Un coup de coeur de Mollat
A Mortagne, petit village de 1219 âmes, on travaille soit à la vigne soit à la scierie, les deux ressources du coin. Le métier se transmet de père en fils. Et naturellement, on déteste celui qui travaille de l'autre côté. Sans raison, c'est comme ça, c'est viscéral. En revanche tous les hommes sont des chasseurs, sans exception, peu importe le métier. Il y a même un dicton : « je suis un chasseur né, je ne mourrai pas gibier ».
Martial, un ado du village est à part. D'abord il part à l'internat pour apprendre la mécanique et essayer de faire un autre métier. Cette attitude ne lui vaut d'ailleurs que du mépris de la part de sa famille et du village. Ensuite, il ne trouve pas d'intérêt fondamental à la chasse. Et surtout, il ne se moque pas du garçon un peu simplet qui n'a de cesse de répéter « pauvre vache ». Au contraire, pour un peu ils deviendraient presque amis. Il est calme Martial, il est pondéré, il sait que son frère et son pote Frédo ne sont que des petites frappes brutales et ignorantes. Rien ne le prépare à cela... mais parfois la colère est telle que plus rien n'a de sens ni de valeur.

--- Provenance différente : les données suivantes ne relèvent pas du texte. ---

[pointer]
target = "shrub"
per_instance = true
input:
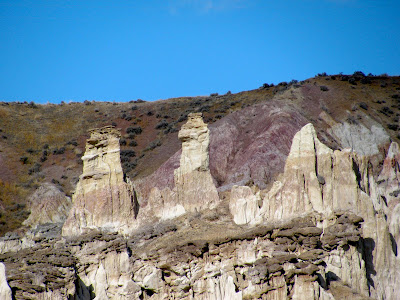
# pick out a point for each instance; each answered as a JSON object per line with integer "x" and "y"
{"x": 366, "y": 80}
{"x": 364, "y": 105}
{"x": 32, "y": 105}
{"x": 134, "y": 130}
{"x": 393, "y": 126}
{"x": 23, "y": 159}
{"x": 352, "y": 81}
{"x": 35, "y": 169}
{"x": 324, "y": 88}
{"x": 182, "y": 118}
{"x": 128, "y": 166}
{"x": 162, "y": 124}
{"x": 73, "y": 143}
{"x": 128, "y": 153}
{"x": 204, "y": 108}
{"x": 154, "y": 144}
{"x": 358, "y": 73}
{"x": 58, "y": 151}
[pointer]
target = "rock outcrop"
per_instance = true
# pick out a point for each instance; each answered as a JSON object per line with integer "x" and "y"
{"x": 194, "y": 188}
{"x": 103, "y": 197}
{"x": 5, "y": 291}
{"x": 47, "y": 205}
{"x": 326, "y": 229}
{"x": 318, "y": 179}
{"x": 194, "y": 185}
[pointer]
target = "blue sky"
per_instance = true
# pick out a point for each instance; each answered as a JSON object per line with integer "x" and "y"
{"x": 52, "y": 51}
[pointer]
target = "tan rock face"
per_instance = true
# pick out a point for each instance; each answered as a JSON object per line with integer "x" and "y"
{"x": 318, "y": 179}
{"x": 194, "y": 188}
{"x": 194, "y": 185}
{"x": 5, "y": 291}
{"x": 102, "y": 197}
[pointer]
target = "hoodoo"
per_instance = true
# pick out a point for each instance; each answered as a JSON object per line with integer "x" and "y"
{"x": 103, "y": 199}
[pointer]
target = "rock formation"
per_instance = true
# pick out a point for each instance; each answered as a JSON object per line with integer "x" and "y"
{"x": 5, "y": 291}
{"x": 47, "y": 205}
{"x": 318, "y": 179}
{"x": 326, "y": 229}
{"x": 103, "y": 198}
{"x": 194, "y": 185}
{"x": 194, "y": 189}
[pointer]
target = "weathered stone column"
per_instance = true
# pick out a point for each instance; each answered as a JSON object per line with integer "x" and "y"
{"x": 103, "y": 199}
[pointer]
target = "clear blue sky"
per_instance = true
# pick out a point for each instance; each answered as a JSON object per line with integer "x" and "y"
{"x": 121, "y": 50}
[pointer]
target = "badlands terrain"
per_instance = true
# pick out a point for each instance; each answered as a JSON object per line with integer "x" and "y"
{"x": 283, "y": 192}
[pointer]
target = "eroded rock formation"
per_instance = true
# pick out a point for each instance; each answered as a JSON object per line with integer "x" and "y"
{"x": 194, "y": 189}
{"x": 194, "y": 185}
{"x": 5, "y": 291}
{"x": 318, "y": 179}
{"x": 103, "y": 198}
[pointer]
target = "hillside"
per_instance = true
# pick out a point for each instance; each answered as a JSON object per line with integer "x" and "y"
{"x": 44, "y": 143}
{"x": 283, "y": 192}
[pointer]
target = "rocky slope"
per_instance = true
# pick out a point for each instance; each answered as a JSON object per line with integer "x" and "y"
{"x": 295, "y": 193}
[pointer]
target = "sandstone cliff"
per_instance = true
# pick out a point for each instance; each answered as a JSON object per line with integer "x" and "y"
{"x": 47, "y": 205}
{"x": 194, "y": 188}
{"x": 318, "y": 179}
{"x": 326, "y": 229}
{"x": 103, "y": 197}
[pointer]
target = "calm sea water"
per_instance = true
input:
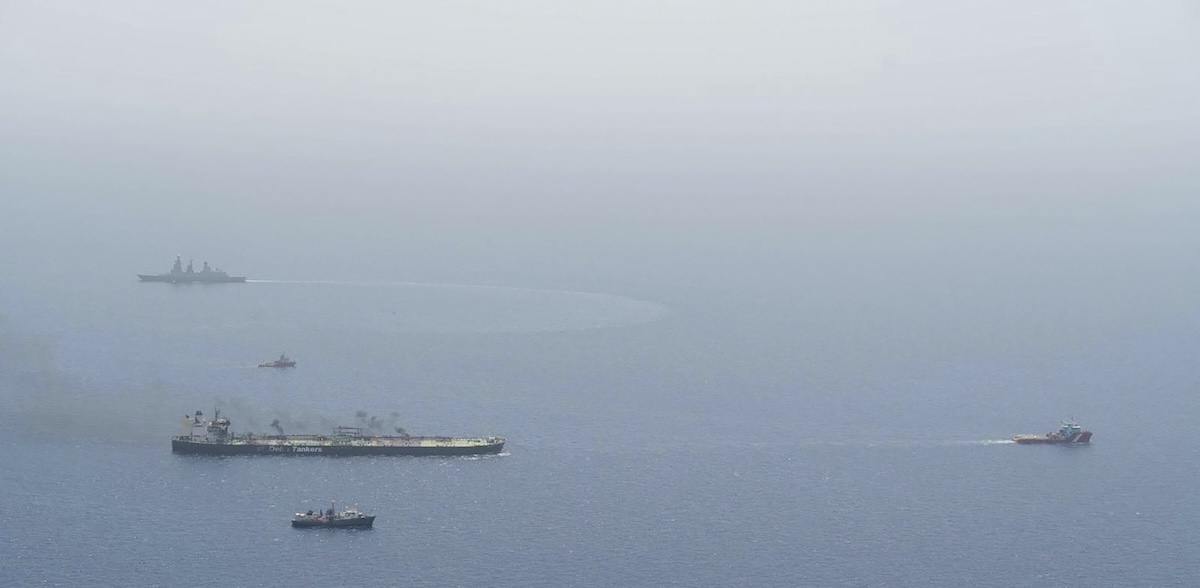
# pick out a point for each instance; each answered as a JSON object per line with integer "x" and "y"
{"x": 718, "y": 435}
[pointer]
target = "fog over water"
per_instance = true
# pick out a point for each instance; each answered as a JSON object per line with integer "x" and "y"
{"x": 658, "y": 245}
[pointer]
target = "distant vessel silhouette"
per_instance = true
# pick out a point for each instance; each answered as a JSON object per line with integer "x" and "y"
{"x": 333, "y": 517}
{"x": 1069, "y": 432}
{"x": 180, "y": 275}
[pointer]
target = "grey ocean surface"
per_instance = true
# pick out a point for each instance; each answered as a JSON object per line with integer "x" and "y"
{"x": 713, "y": 437}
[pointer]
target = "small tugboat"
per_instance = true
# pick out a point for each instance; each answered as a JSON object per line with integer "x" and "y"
{"x": 331, "y": 517}
{"x": 283, "y": 361}
{"x": 1069, "y": 432}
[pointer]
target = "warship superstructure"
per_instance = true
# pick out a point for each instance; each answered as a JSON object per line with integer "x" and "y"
{"x": 1069, "y": 432}
{"x": 180, "y": 275}
{"x": 213, "y": 437}
{"x": 333, "y": 517}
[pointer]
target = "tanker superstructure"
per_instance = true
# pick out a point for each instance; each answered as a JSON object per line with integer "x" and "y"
{"x": 180, "y": 275}
{"x": 213, "y": 437}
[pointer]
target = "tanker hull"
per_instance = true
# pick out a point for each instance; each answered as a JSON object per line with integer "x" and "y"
{"x": 414, "y": 448}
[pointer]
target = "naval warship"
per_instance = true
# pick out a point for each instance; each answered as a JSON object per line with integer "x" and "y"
{"x": 179, "y": 275}
{"x": 333, "y": 517}
{"x": 213, "y": 437}
{"x": 1069, "y": 432}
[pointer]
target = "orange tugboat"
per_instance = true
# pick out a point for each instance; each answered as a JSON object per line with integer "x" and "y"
{"x": 1069, "y": 432}
{"x": 283, "y": 361}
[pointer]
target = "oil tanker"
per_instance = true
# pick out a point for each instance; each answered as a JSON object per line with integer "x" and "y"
{"x": 213, "y": 437}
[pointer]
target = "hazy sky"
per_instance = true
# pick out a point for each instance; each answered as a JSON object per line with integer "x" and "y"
{"x": 541, "y": 121}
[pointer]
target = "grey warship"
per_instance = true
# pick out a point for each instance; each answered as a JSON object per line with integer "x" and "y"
{"x": 179, "y": 275}
{"x": 333, "y": 519}
{"x": 213, "y": 437}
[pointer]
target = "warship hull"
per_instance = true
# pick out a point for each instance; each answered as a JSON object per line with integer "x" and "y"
{"x": 1050, "y": 439}
{"x": 190, "y": 279}
{"x": 361, "y": 522}
{"x": 413, "y": 447}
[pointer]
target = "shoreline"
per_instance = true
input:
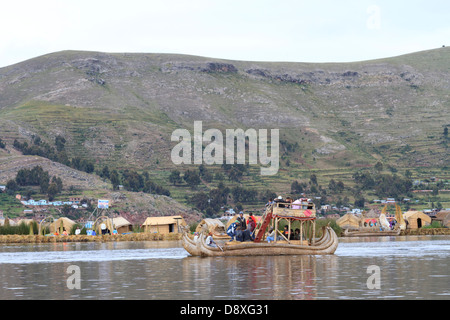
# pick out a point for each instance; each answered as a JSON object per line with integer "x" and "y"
{"x": 86, "y": 238}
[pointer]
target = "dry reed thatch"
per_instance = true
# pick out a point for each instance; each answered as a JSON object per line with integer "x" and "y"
{"x": 86, "y": 238}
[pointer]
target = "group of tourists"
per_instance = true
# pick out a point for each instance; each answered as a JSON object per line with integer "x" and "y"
{"x": 242, "y": 230}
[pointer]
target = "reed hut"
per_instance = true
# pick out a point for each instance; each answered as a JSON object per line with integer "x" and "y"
{"x": 163, "y": 225}
{"x": 122, "y": 225}
{"x": 25, "y": 221}
{"x": 349, "y": 221}
{"x": 233, "y": 219}
{"x": 416, "y": 219}
{"x": 61, "y": 225}
{"x": 444, "y": 218}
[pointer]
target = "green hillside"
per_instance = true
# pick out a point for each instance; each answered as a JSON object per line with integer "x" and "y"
{"x": 334, "y": 119}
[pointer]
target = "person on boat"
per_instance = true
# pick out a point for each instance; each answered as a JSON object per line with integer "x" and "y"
{"x": 289, "y": 200}
{"x": 271, "y": 236}
{"x": 231, "y": 231}
{"x": 241, "y": 221}
{"x": 280, "y": 201}
{"x": 251, "y": 222}
{"x": 210, "y": 241}
{"x": 297, "y": 234}
{"x": 287, "y": 234}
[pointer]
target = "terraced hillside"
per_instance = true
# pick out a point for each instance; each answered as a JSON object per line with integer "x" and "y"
{"x": 120, "y": 109}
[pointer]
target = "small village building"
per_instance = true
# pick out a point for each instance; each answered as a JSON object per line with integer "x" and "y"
{"x": 25, "y": 221}
{"x": 444, "y": 218}
{"x": 75, "y": 200}
{"x": 349, "y": 221}
{"x": 416, "y": 219}
{"x": 164, "y": 225}
{"x": 61, "y": 225}
{"x": 122, "y": 225}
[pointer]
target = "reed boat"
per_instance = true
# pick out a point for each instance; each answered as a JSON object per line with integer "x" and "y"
{"x": 382, "y": 226}
{"x": 369, "y": 233}
{"x": 326, "y": 244}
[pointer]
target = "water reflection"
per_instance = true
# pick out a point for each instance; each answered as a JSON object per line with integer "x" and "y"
{"x": 410, "y": 268}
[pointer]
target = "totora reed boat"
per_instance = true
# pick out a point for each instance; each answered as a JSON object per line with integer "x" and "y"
{"x": 274, "y": 213}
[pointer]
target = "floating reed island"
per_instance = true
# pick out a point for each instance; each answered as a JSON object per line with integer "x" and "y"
{"x": 86, "y": 238}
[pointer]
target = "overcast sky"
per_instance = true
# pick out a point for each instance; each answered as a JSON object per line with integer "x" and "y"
{"x": 258, "y": 30}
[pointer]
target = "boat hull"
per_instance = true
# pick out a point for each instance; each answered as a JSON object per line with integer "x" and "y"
{"x": 362, "y": 233}
{"x": 327, "y": 244}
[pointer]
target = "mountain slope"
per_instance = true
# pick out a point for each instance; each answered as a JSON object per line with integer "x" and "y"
{"x": 121, "y": 109}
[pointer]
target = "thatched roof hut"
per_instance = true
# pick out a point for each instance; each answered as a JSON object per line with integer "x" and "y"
{"x": 7, "y": 221}
{"x": 349, "y": 221}
{"x": 163, "y": 225}
{"x": 211, "y": 225}
{"x": 61, "y": 225}
{"x": 233, "y": 219}
{"x": 25, "y": 221}
{"x": 416, "y": 219}
{"x": 444, "y": 218}
{"x": 122, "y": 225}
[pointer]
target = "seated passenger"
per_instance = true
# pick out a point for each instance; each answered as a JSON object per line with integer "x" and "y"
{"x": 210, "y": 241}
{"x": 271, "y": 236}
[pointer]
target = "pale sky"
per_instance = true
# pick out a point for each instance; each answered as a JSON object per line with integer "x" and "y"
{"x": 255, "y": 30}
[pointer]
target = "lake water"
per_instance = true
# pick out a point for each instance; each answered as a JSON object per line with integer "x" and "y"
{"x": 411, "y": 267}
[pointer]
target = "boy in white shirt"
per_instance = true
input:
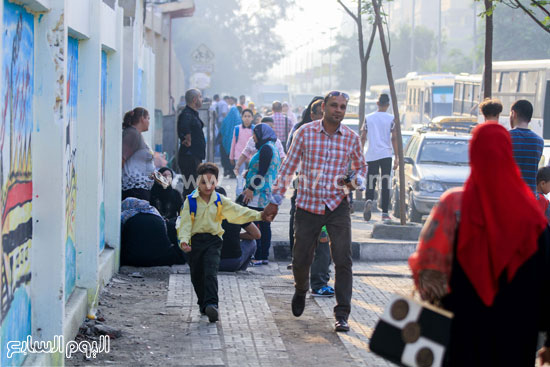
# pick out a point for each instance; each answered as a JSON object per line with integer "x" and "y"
{"x": 380, "y": 134}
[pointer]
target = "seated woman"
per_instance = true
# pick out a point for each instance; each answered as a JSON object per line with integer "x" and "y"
{"x": 238, "y": 248}
{"x": 485, "y": 258}
{"x": 167, "y": 201}
{"x": 146, "y": 238}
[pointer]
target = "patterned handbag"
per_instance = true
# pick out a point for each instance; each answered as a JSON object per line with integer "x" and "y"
{"x": 412, "y": 333}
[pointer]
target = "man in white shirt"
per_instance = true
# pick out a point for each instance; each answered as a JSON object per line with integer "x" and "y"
{"x": 380, "y": 134}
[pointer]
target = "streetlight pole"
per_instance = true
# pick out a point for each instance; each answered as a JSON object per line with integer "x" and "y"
{"x": 474, "y": 59}
{"x": 412, "y": 34}
{"x": 439, "y": 38}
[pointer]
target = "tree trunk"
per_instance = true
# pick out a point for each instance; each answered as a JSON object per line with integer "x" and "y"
{"x": 364, "y": 75}
{"x": 378, "y": 22}
{"x": 488, "y": 73}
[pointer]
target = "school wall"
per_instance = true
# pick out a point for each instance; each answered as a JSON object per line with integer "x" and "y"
{"x": 60, "y": 157}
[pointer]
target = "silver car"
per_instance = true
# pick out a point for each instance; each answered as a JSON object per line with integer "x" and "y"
{"x": 434, "y": 163}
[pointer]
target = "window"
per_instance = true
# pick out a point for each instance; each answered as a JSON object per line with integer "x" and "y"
{"x": 528, "y": 81}
{"x": 496, "y": 81}
{"x": 458, "y": 91}
{"x": 444, "y": 151}
{"x": 509, "y": 82}
{"x": 413, "y": 147}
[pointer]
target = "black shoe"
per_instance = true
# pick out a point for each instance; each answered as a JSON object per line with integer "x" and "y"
{"x": 341, "y": 324}
{"x": 212, "y": 313}
{"x": 298, "y": 304}
{"x": 367, "y": 211}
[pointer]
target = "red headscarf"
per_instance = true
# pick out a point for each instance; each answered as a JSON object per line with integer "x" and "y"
{"x": 500, "y": 221}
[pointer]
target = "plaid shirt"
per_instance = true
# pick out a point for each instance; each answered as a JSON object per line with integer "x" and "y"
{"x": 324, "y": 160}
{"x": 282, "y": 126}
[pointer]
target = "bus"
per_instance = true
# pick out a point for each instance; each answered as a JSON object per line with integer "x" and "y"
{"x": 524, "y": 79}
{"x": 270, "y": 93}
{"x": 467, "y": 94}
{"x": 424, "y": 97}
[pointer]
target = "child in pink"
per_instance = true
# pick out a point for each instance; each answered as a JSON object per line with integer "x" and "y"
{"x": 241, "y": 134}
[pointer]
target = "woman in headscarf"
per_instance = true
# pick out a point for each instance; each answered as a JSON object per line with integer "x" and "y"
{"x": 146, "y": 238}
{"x": 167, "y": 201}
{"x": 241, "y": 134}
{"x": 483, "y": 254}
{"x": 137, "y": 157}
{"x": 261, "y": 175}
{"x": 232, "y": 119}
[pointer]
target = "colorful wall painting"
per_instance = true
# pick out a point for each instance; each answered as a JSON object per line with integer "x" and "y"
{"x": 16, "y": 177}
{"x": 70, "y": 168}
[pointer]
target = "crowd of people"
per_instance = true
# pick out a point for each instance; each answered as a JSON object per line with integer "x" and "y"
{"x": 484, "y": 252}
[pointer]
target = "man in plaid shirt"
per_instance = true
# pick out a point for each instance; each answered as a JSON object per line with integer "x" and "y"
{"x": 282, "y": 125}
{"x": 324, "y": 149}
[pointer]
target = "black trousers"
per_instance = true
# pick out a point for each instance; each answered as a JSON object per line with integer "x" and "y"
{"x": 307, "y": 230}
{"x": 291, "y": 221}
{"x": 226, "y": 163}
{"x": 204, "y": 261}
{"x": 375, "y": 167}
{"x": 188, "y": 167}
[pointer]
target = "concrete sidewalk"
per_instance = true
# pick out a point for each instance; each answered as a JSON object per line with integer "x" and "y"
{"x": 161, "y": 323}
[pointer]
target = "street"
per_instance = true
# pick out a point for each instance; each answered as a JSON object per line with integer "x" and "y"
{"x": 161, "y": 325}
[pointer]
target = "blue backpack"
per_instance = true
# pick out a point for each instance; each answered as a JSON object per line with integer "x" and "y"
{"x": 237, "y": 131}
{"x": 193, "y": 207}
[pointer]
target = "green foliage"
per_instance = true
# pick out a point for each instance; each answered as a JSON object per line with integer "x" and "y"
{"x": 244, "y": 44}
{"x": 345, "y": 69}
{"x": 537, "y": 10}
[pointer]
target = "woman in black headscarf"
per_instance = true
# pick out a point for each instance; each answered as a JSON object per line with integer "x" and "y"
{"x": 167, "y": 201}
{"x": 261, "y": 175}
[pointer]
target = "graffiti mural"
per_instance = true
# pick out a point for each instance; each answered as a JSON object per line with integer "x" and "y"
{"x": 102, "y": 150}
{"x": 16, "y": 176}
{"x": 70, "y": 169}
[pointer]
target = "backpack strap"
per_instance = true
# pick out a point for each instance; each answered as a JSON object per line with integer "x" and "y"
{"x": 219, "y": 205}
{"x": 192, "y": 206}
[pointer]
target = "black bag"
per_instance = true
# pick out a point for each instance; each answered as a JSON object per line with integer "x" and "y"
{"x": 412, "y": 333}
{"x": 240, "y": 200}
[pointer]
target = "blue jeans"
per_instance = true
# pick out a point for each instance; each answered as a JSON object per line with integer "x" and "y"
{"x": 248, "y": 248}
{"x": 264, "y": 243}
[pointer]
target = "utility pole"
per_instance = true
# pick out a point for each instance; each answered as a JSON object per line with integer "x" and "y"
{"x": 439, "y": 38}
{"x": 412, "y": 35}
{"x": 474, "y": 58}
{"x": 330, "y": 60}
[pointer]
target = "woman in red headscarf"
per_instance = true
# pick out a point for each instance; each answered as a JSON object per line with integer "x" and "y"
{"x": 483, "y": 253}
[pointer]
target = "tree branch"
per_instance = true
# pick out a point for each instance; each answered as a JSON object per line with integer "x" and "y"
{"x": 520, "y": 5}
{"x": 360, "y": 33}
{"x": 371, "y": 40}
{"x": 347, "y": 10}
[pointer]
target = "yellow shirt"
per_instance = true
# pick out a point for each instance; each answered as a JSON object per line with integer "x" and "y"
{"x": 205, "y": 218}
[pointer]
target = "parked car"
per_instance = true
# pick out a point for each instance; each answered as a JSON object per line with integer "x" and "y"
{"x": 545, "y": 157}
{"x": 434, "y": 162}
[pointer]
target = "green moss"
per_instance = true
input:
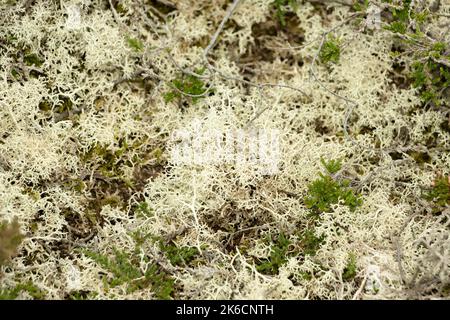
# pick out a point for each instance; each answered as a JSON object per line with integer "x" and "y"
{"x": 125, "y": 269}
{"x": 326, "y": 191}
{"x": 142, "y": 210}
{"x": 351, "y": 268}
{"x": 278, "y": 256}
{"x": 135, "y": 44}
{"x": 440, "y": 193}
{"x": 282, "y": 7}
{"x": 310, "y": 243}
{"x": 179, "y": 256}
{"x": 188, "y": 84}
{"x": 330, "y": 51}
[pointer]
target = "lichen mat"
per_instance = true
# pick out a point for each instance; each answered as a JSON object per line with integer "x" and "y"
{"x": 355, "y": 204}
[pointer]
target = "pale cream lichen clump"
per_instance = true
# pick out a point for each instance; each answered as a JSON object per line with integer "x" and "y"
{"x": 86, "y": 167}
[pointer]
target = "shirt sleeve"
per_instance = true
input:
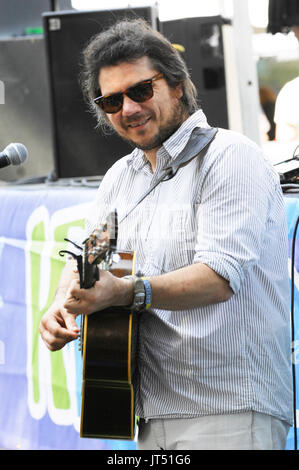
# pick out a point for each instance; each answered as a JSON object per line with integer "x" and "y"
{"x": 232, "y": 212}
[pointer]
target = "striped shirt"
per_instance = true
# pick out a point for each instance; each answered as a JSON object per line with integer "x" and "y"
{"x": 225, "y": 210}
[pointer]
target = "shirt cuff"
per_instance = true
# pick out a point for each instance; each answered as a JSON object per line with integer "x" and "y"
{"x": 225, "y": 266}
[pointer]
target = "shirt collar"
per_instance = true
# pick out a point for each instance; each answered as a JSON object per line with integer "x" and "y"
{"x": 174, "y": 144}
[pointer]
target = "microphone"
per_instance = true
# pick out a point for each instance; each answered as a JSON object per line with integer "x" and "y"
{"x": 14, "y": 154}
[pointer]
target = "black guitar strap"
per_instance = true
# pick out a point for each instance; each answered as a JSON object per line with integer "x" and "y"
{"x": 196, "y": 146}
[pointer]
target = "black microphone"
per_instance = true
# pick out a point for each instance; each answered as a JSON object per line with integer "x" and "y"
{"x": 14, "y": 154}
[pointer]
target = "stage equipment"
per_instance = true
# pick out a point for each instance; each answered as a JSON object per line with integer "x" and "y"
{"x": 80, "y": 150}
{"x": 201, "y": 43}
{"x": 282, "y": 15}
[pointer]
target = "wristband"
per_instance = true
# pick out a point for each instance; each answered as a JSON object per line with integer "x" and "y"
{"x": 148, "y": 293}
{"x": 142, "y": 293}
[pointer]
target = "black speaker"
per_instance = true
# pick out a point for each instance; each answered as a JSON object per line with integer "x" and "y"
{"x": 79, "y": 149}
{"x": 19, "y": 17}
{"x": 201, "y": 44}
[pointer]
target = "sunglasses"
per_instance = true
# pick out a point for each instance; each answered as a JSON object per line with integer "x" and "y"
{"x": 139, "y": 93}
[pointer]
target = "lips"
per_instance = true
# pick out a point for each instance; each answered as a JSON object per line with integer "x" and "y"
{"x": 139, "y": 123}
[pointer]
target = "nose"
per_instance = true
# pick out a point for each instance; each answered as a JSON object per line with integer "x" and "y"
{"x": 130, "y": 107}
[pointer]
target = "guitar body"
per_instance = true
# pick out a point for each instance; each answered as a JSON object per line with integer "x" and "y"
{"x": 109, "y": 340}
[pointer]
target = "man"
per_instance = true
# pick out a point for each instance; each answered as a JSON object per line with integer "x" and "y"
{"x": 214, "y": 354}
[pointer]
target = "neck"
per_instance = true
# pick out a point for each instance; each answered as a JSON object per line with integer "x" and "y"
{"x": 151, "y": 156}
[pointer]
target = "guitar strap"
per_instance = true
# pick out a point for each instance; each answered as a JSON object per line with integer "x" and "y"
{"x": 196, "y": 146}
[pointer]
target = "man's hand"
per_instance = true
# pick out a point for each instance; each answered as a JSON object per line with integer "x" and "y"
{"x": 108, "y": 291}
{"x": 58, "y": 327}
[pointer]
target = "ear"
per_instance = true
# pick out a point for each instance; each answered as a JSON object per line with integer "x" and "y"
{"x": 178, "y": 90}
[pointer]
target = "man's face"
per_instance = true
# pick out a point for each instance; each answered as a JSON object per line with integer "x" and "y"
{"x": 145, "y": 125}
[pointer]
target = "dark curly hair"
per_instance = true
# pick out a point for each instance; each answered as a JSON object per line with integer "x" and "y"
{"x": 128, "y": 41}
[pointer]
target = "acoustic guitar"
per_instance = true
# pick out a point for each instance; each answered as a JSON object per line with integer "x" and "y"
{"x": 108, "y": 343}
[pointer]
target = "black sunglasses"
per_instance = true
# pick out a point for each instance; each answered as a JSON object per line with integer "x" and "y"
{"x": 139, "y": 93}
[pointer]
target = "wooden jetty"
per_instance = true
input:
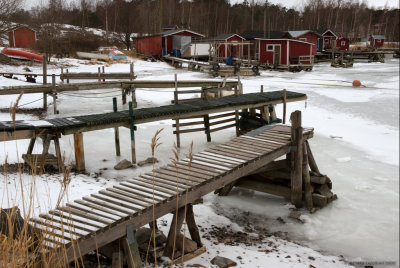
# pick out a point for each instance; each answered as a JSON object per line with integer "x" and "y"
{"x": 111, "y": 216}
{"x": 77, "y": 125}
{"x": 214, "y": 68}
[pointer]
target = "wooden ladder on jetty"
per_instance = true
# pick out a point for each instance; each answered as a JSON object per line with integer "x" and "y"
{"x": 110, "y": 215}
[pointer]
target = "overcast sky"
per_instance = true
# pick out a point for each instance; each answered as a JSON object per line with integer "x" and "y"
{"x": 297, "y": 4}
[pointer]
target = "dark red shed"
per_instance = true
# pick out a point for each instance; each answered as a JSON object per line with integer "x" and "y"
{"x": 22, "y": 37}
{"x": 228, "y": 45}
{"x": 162, "y": 43}
{"x": 305, "y": 36}
{"x": 376, "y": 40}
{"x": 343, "y": 43}
{"x": 285, "y": 51}
{"x": 328, "y": 39}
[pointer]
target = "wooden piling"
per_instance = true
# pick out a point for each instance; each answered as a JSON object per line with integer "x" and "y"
{"x": 131, "y": 248}
{"x": 131, "y": 74}
{"x": 116, "y": 130}
{"x": 178, "y": 138}
{"x": 284, "y": 107}
{"x": 44, "y": 80}
{"x": 306, "y": 180}
{"x": 54, "y": 92}
{"x": 133, "y": 92}
{"x": 311, "y": 159}
{"x": 79, "y": 152}
{"x": 297, "y": 160}
{"x": 67, "y": 78}
{"x": 132, "y": 128}
{"x": 98, "y": 75}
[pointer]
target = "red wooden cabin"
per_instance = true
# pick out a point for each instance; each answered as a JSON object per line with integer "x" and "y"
{"x": 22, "y": 37}
{"x": 228, "y": 45}
{"x": 376, "y": 40}
{"x": 305, "y": 36}
{"x": 327, "y": 38}
{"x": 343, "y": 43}
{"x": 162, "y": 43}
{"x": 170, "y": 27}
{"x": 285, "y": 51}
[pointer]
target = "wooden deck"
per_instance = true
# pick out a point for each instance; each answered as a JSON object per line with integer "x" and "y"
{"x": 101, "y": 218}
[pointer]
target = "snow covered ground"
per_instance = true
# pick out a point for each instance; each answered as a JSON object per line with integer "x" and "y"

Pour cet album, Alfred a adapté le texte de Guillaume Guéraud paru dans la collection DoAdo au Rouergue en 2006. Aucune concession n'y a été faite, on ressent la même injustice, la même aversion pour tous ces gens, le besoin de fuir cet endroit. Les illustrations sont épatantes, surtout les personnages qui expriment tant de haine, de peur, d'incompréhension... Chacun a un regard qui lui est propre et on craint littéralement Frédo, le contremaître alcoolique, pervers et violent. Et alors qu'on a confiance dans la bouille ronde de Martial, on distingue petit à petit les changements d'humeur, de traits, de regards. Et tout bascule.
Comme pour le roman, il n'y a qu'un mot pour définir cette BD : extraordinaire.